Sarcoplamsic Reticulum
An elaborate smooth ER with interconnecting tubules which surround each myofibril.

Regulates intracellular levels of ionic calcium.
Terminal Cisternae
Large, perpendicular cross channels of the sarcoplasmic reticulum at the A band-I band junctions.

Flank T-tubules.
T-tubules
Elongated tubes formed by the penetration of the sarcolemma into the muscle cell at each A band-I band junction.

Conducts impulses to the deepest regions of the muscle cell and to every sarcomere. Impulses signal for the release of Ca++ from the adjacent terminal cisternae. Ensures that every myofibril in the muscle fibre contracts at virtually the same time.
Triads
Successive groupings of the three membranous structures (terminal cisterna, T tubule, terminal cisterna)
Contraction
The activation of myosin's cross bridges, which are the force-generating sites.

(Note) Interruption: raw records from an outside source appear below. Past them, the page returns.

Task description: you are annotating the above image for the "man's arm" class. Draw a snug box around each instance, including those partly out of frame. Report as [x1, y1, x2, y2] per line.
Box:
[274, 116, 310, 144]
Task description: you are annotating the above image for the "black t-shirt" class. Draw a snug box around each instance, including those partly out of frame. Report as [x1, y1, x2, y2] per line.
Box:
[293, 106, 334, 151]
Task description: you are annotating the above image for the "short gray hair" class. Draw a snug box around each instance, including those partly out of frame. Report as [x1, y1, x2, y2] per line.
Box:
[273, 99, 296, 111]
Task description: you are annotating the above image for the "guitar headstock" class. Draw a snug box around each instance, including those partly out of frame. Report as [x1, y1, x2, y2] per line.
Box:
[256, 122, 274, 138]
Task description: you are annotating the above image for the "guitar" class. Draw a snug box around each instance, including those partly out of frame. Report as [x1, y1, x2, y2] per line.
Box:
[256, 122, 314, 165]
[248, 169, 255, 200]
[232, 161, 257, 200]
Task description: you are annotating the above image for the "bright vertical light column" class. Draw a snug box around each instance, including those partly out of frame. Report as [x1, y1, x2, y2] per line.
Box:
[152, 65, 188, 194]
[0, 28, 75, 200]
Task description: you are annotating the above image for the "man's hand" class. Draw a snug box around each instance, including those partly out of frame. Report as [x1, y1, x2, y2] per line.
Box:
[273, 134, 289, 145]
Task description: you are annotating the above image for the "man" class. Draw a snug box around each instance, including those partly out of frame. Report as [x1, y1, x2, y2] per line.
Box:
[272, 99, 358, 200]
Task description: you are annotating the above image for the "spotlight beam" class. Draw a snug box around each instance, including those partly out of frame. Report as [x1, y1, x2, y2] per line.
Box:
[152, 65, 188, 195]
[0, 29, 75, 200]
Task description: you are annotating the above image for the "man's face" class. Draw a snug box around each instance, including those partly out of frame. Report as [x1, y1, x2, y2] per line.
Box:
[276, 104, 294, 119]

Shortening occurs when the tension generated by the cross bridges on the thin filaments exceeds the forces opposing shortening.
Relaxation
Contraction ends when the cross bridges become inactive and the tension generated declines.
Sliding Filament Theory of Contraction
During contraction, the thin filaments slide past the thick ones so that the actin and myosin filaments overlap to a greater degree.

Overall, the distance between successive Z discs is reduced, the I bands shorten, the H zones disappear, and the contiguous A bands move closer together but do not change in length.
Calcium in Muscle Contraction
(1) The AP propagates along the sarcolemma and down the T tubules.

(2) Transmission of the AP past the triads causes the terminal cisternae to release Ca++

(3) Some of the Ca++ bind to troponin, which changes shape and removes the blocking action of tropomyosin.

(4) Myosin heads attach and pull the thin filaments toward the centre of the sarcomere.

(5) The short-lived Ca++ signal ends & the continually active ATP-dependent Ca pump moves Ca back to the sarcoplasmic reticulum.

(6) Tropomyosin blockade is re-established. Relaxation occurs.